При каждой возможности я стараюсь уехать из Редхуда, но только не в День Основателей, когда город пробуждается от липкого летнего сна и выпускает на волю свою удивительную магию. Все меняется и выглядит иначе: место, обычно унылое, как книжный корешок, превращается в прекрасный лабиринт из стогов сена, венков и гирлянд. Воздух становится прозрачным и сладким, и дышать им – все равно, что кусать только что сорванное яблоко.
Деревья на Главной улице тянутся друг к другу. В темноте октябрьской ночи они похожи на разноцветный фейерверк, а когда светит солнце, их верхушки превращаются в ослепительный золотой купол. Опавшими листьями набивают пугала, которые люди после праздника уносят с собой.
Но лучше всего, конечно, утренний туман, ползущий по улицам. В его легком сиянии все преображается, и город перестает замечать то, что привык считать уродством и мерзостью. Неожиданный порыв холодного ветра пробрался под мой школьный пиджак и пролистал страницы блокнота, который я быстро прихлопнул ладонью, чтобы наброски не унесло вместе с шуршащими листьями.
Наверное, стоило заточить карандаш до того, как я вышел из школы. Дети бросали кольца на хвостики тыкв; тыквы были в два раза больше детей. Я пытался нарисовать их лица, но получались лишь мордочки игрушечных троллей. Их родители толпились неподалеку, около полосатой оранжево-белой палатки от кафе «Завтрак пилигрима». В ней продавали пироги и яблочные пончики.
Незнакомец держался отдельно, потягивая глинтвейн. Он вообще стоял на другой стороне улицы, у тележки со сладкими ароматными орехами. Кажется, поэтому я его тогда и заметил. Он был худой как щепка, а если бы я решил нарисовать его лицо, то начал бы с невозможно длинного носа. Когда ему протянули клочок бумаги для праздничного костра, незнакомец усмехнулся.
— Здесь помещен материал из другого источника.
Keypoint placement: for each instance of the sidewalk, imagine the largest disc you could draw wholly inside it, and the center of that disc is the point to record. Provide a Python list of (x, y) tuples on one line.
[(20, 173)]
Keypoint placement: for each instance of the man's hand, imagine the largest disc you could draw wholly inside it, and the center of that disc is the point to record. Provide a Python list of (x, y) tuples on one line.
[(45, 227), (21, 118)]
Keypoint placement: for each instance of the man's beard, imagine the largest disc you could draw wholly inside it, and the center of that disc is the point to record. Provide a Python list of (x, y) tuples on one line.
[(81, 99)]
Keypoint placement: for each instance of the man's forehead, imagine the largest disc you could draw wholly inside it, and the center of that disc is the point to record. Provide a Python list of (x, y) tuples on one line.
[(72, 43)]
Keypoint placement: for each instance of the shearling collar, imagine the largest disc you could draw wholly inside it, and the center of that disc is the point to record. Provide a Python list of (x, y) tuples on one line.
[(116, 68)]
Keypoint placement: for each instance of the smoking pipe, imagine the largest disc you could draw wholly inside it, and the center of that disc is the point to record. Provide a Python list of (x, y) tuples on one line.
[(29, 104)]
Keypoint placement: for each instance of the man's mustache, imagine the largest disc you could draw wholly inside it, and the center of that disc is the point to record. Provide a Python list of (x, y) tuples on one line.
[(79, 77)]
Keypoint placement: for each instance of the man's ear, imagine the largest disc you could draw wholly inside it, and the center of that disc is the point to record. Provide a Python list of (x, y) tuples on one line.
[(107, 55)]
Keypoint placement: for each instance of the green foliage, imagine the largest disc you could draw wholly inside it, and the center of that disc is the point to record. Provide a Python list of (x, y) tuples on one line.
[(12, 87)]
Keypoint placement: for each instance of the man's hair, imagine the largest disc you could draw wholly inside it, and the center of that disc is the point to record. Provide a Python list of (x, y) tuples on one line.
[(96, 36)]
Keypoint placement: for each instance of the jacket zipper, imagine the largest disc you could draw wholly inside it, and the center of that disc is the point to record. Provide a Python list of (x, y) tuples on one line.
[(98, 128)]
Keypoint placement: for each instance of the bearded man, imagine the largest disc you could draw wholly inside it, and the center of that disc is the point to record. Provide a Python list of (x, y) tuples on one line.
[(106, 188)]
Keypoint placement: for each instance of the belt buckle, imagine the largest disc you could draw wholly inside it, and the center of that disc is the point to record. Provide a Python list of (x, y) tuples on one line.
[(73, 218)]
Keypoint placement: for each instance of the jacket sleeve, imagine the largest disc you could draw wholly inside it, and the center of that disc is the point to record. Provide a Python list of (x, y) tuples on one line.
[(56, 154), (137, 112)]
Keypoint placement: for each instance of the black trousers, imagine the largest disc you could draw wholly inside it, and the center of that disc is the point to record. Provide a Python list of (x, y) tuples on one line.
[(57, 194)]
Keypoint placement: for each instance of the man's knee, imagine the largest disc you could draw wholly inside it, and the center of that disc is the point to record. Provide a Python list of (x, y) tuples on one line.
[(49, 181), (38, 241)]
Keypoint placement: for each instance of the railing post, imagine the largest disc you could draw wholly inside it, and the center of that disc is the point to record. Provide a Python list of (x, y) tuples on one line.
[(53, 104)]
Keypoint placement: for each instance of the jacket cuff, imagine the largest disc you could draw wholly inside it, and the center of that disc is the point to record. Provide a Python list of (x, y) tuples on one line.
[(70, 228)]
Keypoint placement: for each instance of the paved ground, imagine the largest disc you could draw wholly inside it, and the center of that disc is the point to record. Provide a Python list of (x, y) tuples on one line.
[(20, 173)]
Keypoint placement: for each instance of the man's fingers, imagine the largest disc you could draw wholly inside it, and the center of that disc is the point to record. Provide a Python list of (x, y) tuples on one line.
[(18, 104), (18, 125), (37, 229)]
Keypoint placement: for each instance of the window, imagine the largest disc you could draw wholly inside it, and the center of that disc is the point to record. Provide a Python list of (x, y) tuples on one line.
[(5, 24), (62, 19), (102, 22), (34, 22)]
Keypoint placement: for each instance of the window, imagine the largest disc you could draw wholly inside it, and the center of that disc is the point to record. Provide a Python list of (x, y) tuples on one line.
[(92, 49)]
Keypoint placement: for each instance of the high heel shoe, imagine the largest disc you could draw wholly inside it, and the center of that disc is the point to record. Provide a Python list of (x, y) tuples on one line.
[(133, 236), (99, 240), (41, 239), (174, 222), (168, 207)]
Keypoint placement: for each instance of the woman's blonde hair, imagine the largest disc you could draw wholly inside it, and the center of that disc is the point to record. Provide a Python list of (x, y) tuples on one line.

Он был одет как пилигрим, но в этом не было ничего странного. В Редхуде многие наряжались к Дню Основателей, особенно старики. Мне кажется, им просто нравятся эти шляпы с большими черными пряжками и огромные белые рубашки.
Я посмотрел на его соломенную шляпу с широкими полями, на грязные ботинки с оторванными пряжками. Хорошо, что его не видела бабушка. Вместо бумажки она бы предпочла бросить в костер этого человека. От него она захотела бы избавиться куда сильнее, чем от списка своих неприятностей. Костер – главное событие фестиваля: мы записываем на листочках свои тяжелые чувства и мысли или темные секреты – все, от чего хотели бы освободиться, и бросаем их в огонь. Во всяком случае, так говорит бабушка. Но мне кажется, большинство людей приходит сюда, чтобы поджарить на костре сморы.
Незнакомец дождался, пока торговец отвернулся к покупателю, и украл горсть орехов. Наверное, почувствовав на себе взгляд, он посмотрел на меня, криво усмехнулся и подмигнул.
«Ну и ладно, – подумал я и вернулся к своим рисункам, но, оказалось, ненадолго. – Черт!» – я подпрыгнул от неожиданности. Кленовый сироп с «Тихого пирожного» капнул на блокнот, а оттуда на штаны. На самом видном месте получилось ужасное пятно. Отлично.
Я вздохнул, затолкал остатки десерта в рот и вырвал испорченную страницу. Час работы превратился в салфетку, которой я смахнул липкие крошки жареного тыквенного листа.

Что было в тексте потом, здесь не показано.